Todos os dias, 120 mil pessoas se perdem no mundo inteiro. Deixam suas casas para nunca mais. Dez por cento desse total vira-se para o cônjuge e diz: Vou até a padaria. Percorre o trajeto de ida, mas não o de volta. Trinta e sete por cento recorre a expediente semelhante: Preciso comprar cigarro. E adeus. Fumam carteiras de Carlton ou Marlboro bem longe da rua onde costumavam – ou não – levar os filhos para brincar.

Treze por cento abandona os seus lares na sexta-feira. Na segunda, ainda não regressaram. Motivo: como os garotos de Caverna do Dragão, esqueceram o caminho de casa.

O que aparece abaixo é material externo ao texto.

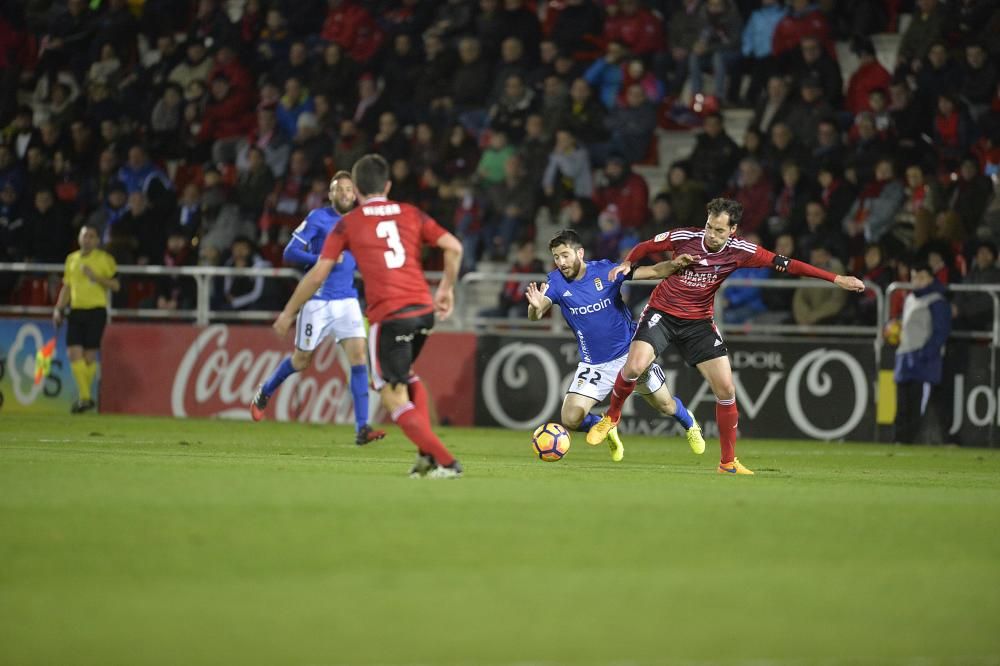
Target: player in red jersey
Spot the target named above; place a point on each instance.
(386, 238)
(680, 312)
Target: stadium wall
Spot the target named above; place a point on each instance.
(813, 389)
(181, 370)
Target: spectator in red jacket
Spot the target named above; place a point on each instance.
(354, 28)
(627, 191)
(803, 20)
(226, 120)
(869, 76)
(753, 191)
(636, 27)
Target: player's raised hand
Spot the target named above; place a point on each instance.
(282, 325)
(536, 294)
(621, 269)
(684, 260)
(849, 282)
(444, 302)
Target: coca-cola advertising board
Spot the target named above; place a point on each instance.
(20, 340)
(182, 370)
(784, 389)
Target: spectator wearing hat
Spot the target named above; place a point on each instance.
(510, 207)
(717, 46)
(775, 107)
(687, 195)
(952, 130)
(753, 190)
(811, 62)
(293, 104)
(979, 80)
(269, 138)
(195, 66)
(631, 127)
(226, 120)
(803, 20)
(352, 26)
(584, 115)
(316, 144)
(937, 74)
(805, 117)
(244, 293)
(870, 75)
(637, 28)
(815, 305)
(969, 194)
(873, 212)
(974, 311)
(104, 218)
(715, 154)
(568, 171)
(605, 74)
(926, 27)
(758, 46)
(926, 325)
(627, 191)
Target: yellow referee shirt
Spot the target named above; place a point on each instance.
(84, 293)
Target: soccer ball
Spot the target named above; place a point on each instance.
(551, 442)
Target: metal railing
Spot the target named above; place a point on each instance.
(468, 309)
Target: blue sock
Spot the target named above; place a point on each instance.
(588, 422)
(683, 416)
(279, 375)
(359, 389)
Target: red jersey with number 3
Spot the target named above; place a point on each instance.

Go home? Só em outra encarnação. Não há portais ou mestres anões capazes de indicar o palmilhado a ser percorrido da boêmia até o quarto – ao lado dos dragões e cavaleiros medievais, os anões também se perderam.

Apenas 5% desse contingente realmente sofre algum tipo de violência. São capturados na porta do condomínio, caem nas mãos de vingadores, justiceiros e, na semana seguinte, têm os seus dedos ou fatias da orelha enviados pelo Correio para os seus familiares. O que, de longe, é algo assustador. Dos 35% restantes, 30 escolhem viajar sem comunicar previamente a família. Escapam da casa na calada da noite. Vestem toucas ninja, calçam sapatos de pano, penduram o cantil no cós da calça. E se danam no mundo. Três meses depois, são vistos na capital da Bulgária em meio a um protesto de jovens ambientalistas.

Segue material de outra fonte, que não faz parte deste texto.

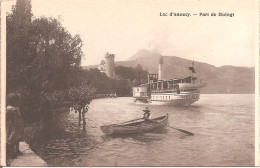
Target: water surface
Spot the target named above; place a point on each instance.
(223, 126)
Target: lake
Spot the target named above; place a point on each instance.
(223, 127)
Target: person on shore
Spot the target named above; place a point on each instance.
(147, 114)
(14, 126)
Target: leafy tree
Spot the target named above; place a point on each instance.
(43, 62)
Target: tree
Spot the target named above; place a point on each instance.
(81, 97)
(43, 61)
(139, 69)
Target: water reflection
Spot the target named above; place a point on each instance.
(218, 141)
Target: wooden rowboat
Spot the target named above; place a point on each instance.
(135, 127)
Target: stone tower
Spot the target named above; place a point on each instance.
(160, 73)
(110, 63)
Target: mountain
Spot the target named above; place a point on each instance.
(224, 79)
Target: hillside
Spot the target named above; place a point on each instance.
(224, 79)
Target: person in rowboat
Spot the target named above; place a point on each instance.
(147, 114)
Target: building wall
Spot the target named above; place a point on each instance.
(110, 63)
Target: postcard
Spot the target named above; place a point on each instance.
(129, 83)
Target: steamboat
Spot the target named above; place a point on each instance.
(176, 92)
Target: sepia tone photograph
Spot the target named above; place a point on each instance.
(129, 83)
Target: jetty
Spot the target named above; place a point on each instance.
(28, 158)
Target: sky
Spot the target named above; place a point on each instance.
(123, 27)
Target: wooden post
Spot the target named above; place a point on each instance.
(84, 121)
(79, 117)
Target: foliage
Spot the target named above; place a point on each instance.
(43, 62)
(81, 96)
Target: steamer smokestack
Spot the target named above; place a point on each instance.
(160, 74)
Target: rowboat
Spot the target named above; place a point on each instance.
(135, 127)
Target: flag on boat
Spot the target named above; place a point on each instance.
(192, 68)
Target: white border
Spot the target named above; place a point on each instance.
(3, 83)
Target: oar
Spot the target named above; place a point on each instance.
(181, 130)
(128, 121)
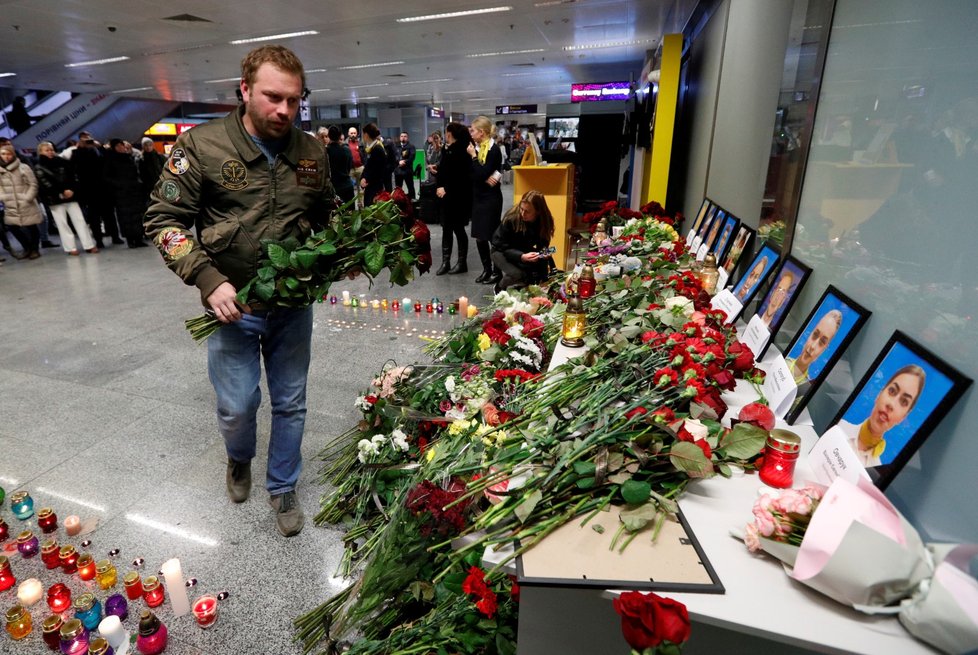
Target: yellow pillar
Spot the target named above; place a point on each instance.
(657, 165)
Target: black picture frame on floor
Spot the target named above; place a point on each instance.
(781, 296)
(764, 261)
(740, 244)
(700, 215)
(833, 323)
(886, 396)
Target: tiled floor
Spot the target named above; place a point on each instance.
(106, 412)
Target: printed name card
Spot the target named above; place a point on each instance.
(728, 302)
(779, 386)
(833, 457)
(756, 335)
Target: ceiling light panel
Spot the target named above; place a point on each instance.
(454, 14)
(274, 37)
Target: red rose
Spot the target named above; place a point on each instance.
(649, 619)
(757, 414)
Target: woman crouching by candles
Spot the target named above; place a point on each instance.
(520, 243)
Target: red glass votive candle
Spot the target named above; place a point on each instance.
(47, 520)
(153, 591)
(86, 567)
(59, 598)
(69, 559)
(49, 553)
(780, 453)
(205, 611)
(7, 578)
(133, 585)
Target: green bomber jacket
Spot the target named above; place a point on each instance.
(217, 200)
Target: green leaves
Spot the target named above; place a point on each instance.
(688, 457)
(635, 492)
(743, 441)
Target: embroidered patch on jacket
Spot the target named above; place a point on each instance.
(173, 243)
(307, 174)
(234, 175)
(170, 191)
(179, 163)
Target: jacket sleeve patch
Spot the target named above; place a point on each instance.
(173, 243)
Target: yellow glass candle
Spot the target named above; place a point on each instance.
(107, 574)
(19, 622)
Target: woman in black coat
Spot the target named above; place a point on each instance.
(453, 181)
(340, 163)
(487, 196)
(375, 166)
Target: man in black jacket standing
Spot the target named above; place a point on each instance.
(405, 164)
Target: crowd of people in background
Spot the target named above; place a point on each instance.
(86, 193)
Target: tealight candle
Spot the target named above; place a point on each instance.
(30, 591)
(18, 622)
(106, 573)
(22, 505)
(47, 520)
(112, 631)
(59, 598)
(74, 638)
(49, 553)
(88, 610)
(205, 611)
(51, 631)
(27, 544)
(69, 558)
(116, 605)
(152, 634)
(72, 525)
(86, 567)
(133, 585)
(7, 579)
(152, 591)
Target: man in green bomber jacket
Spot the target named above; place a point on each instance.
(227, 185)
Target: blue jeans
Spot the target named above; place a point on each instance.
(283, 338)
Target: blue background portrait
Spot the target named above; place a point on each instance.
(849, 319)
(772, 260)
(935, 388)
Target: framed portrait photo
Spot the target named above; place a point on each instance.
(700, 215)
(740, 243)
(817, 346)
(781, 295)
(727, 230)
(897, 404)
(760, 267)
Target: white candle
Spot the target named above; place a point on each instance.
(175, 588)
(72, 525)
(112, 631)
(30, 591)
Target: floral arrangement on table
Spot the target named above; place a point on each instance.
(385, 235)
(850, 543)
(486, 448)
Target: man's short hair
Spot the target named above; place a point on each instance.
(278, 56)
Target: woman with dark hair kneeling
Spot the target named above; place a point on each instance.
(520, 242)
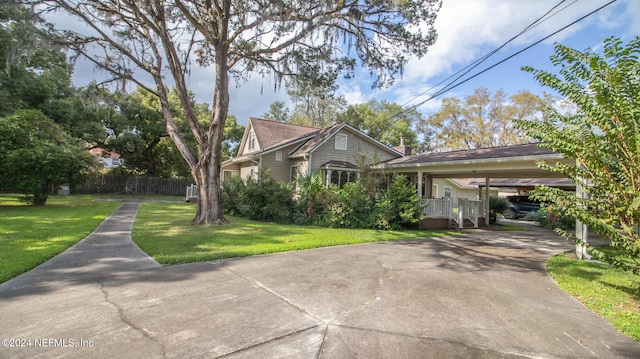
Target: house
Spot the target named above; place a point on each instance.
(289, 150)
(449, 182)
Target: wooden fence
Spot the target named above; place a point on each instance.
(108, 184)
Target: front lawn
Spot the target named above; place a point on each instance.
(610, 292)
(164, 232)
(30, 235)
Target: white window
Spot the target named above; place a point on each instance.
(341, 141)
(252, 140)
(294, 173)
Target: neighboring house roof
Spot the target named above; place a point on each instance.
(525, 182)
(530, 149)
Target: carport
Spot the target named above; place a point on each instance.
(517, 161)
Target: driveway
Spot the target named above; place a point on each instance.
(479, 294)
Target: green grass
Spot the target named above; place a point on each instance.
(29, 235)
(501, 226)
(163, 231)
(610, 292)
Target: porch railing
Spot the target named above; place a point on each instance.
(454, 209)
(192, 192)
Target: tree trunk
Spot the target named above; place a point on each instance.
(207, 173)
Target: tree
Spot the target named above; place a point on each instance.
(145, 41)
(387, 122)
(34, 72)
(481, 120)
(233, 132)
(313, 93)
(37, 156)
(603, 137)
(278, 111)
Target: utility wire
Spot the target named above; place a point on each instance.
(452, 86)
(477, 62)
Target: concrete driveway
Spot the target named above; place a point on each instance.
(480, 294)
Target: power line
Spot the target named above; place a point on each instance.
(477, 62)
(452, 86)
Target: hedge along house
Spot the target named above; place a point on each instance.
(517, 161)
(340, 152)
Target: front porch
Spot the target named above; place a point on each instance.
(453, 213)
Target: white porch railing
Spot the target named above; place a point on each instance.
(455, 209)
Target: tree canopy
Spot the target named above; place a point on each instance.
(481, 120)
(37, 156)
(603, 137)
(148, 42)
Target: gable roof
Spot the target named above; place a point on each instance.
(270, 133)
(526, 150)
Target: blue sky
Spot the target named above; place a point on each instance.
(467, 30)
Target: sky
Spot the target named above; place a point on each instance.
(467, 30)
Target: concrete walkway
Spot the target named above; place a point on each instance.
(479, 294)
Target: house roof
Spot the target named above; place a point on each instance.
(325, 134)
(530, 149)
(272, 133)
(525, 182)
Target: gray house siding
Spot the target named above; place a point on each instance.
(280, 170)
(355, 144)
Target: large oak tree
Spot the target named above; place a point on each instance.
(157, 40)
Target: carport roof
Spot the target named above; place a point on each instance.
(530, 149)
(517, 161)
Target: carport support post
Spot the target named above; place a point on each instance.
(582, 231)
(487, 210)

O que fica – cinco por cento – de fato se perde. Não consegue voltar à própria casa. Tentam, mas já estão muito longe. Pedir informações requer habilidade. E isso lhes falta. Preferem sentar-se num banco de praça de alguma cidadezinha de Minas Gerais e esperar que o tempo melhore.

Mas o tempo não melhora nunca.

SE TIVESSE DE ME PERDER, ESCOLHERIA O SRI LANKA.